Moyne, J. - Presenter, Applied Materials
Armacost, M., Applied Materials
Introduction

As "big data" requirements and capabilities in data volumes, velocity (rates), veracity (quality), variety (merging) and value (analytics) increase rapidly, semiconductor manufacturers are faced with a need for new approaches to data management and use across the fab [1]. During semiconductor manufacturing a silicon wafer is transformed into a grid of silicon chips in a fabrication facility or "fab". Each chip or "die" has layers of complex circuitry that must be controlled to the nanometer or even molecular level. The semiconductor manufacturing process usually has hundreds of these precision control steps.
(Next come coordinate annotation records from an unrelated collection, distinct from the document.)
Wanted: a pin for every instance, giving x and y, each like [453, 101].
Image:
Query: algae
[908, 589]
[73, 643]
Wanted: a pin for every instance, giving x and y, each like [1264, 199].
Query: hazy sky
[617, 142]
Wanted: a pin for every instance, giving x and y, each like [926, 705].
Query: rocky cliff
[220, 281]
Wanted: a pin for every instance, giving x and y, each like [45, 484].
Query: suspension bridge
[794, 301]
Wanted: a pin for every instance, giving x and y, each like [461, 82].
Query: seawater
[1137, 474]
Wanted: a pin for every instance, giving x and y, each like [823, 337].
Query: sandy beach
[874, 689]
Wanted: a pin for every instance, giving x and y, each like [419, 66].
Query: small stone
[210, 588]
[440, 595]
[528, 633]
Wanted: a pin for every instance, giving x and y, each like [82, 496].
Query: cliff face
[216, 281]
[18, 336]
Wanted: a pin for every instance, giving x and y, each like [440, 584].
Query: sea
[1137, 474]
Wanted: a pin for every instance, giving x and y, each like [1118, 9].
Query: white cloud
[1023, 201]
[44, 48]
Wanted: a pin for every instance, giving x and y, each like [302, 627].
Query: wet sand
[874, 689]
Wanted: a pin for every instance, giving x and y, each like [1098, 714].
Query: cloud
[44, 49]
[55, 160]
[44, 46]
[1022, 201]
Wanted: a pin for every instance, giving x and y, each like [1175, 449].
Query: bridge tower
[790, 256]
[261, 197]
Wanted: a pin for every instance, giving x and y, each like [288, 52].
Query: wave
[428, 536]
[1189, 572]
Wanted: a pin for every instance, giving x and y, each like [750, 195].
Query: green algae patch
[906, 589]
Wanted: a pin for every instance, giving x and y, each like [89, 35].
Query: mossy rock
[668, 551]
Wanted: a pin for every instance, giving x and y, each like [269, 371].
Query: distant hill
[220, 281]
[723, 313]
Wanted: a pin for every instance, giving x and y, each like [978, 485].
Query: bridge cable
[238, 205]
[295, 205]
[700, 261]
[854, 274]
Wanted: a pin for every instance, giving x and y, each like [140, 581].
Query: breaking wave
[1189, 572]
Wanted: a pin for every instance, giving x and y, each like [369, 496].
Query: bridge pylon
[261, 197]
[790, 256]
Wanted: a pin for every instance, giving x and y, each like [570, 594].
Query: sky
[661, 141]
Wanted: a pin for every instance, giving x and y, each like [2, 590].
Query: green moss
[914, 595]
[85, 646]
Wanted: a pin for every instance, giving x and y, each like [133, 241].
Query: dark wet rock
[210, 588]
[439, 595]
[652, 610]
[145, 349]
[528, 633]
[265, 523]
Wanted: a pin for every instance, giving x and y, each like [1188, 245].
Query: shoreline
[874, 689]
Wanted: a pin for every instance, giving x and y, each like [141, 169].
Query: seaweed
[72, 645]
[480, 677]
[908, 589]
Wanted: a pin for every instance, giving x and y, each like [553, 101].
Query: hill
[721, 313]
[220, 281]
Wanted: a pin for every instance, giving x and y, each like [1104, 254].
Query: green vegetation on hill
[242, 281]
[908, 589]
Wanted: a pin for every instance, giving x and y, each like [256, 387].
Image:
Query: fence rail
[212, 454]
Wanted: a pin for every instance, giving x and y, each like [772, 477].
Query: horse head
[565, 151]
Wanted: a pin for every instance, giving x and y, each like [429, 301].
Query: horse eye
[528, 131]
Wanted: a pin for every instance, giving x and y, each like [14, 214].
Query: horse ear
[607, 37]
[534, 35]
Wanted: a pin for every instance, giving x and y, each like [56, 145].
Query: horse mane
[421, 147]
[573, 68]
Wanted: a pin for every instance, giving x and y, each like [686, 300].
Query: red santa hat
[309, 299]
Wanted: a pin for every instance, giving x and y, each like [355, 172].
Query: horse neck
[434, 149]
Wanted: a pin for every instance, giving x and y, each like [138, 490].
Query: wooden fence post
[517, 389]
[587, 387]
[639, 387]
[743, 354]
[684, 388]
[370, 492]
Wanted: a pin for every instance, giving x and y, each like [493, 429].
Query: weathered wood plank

The dynamic control of these steps in this industry is facilitated with a set of capabilities collectively termed "Advanced Process Control" or APC [2]. Over the past two decades the APC family of capabilities has included dynamic model-based process control, termed "run-to-run" or R2R control [2,3], and Fault Detection and Classification or "FDC" (also referred to as excursion detection and failure mode determination) [2,4]. More recently the APC family of capabilities has been expanded to include predictive capabilities such as Predictive Maintenance (PdM), Virtual Metrology (VM) and even end-of-line yield prediction and yield excursion root cause analysis. The expanded set of APC capabilities represents the primary area where big data solutions are generating significant benefits in semiconductor manufacturing.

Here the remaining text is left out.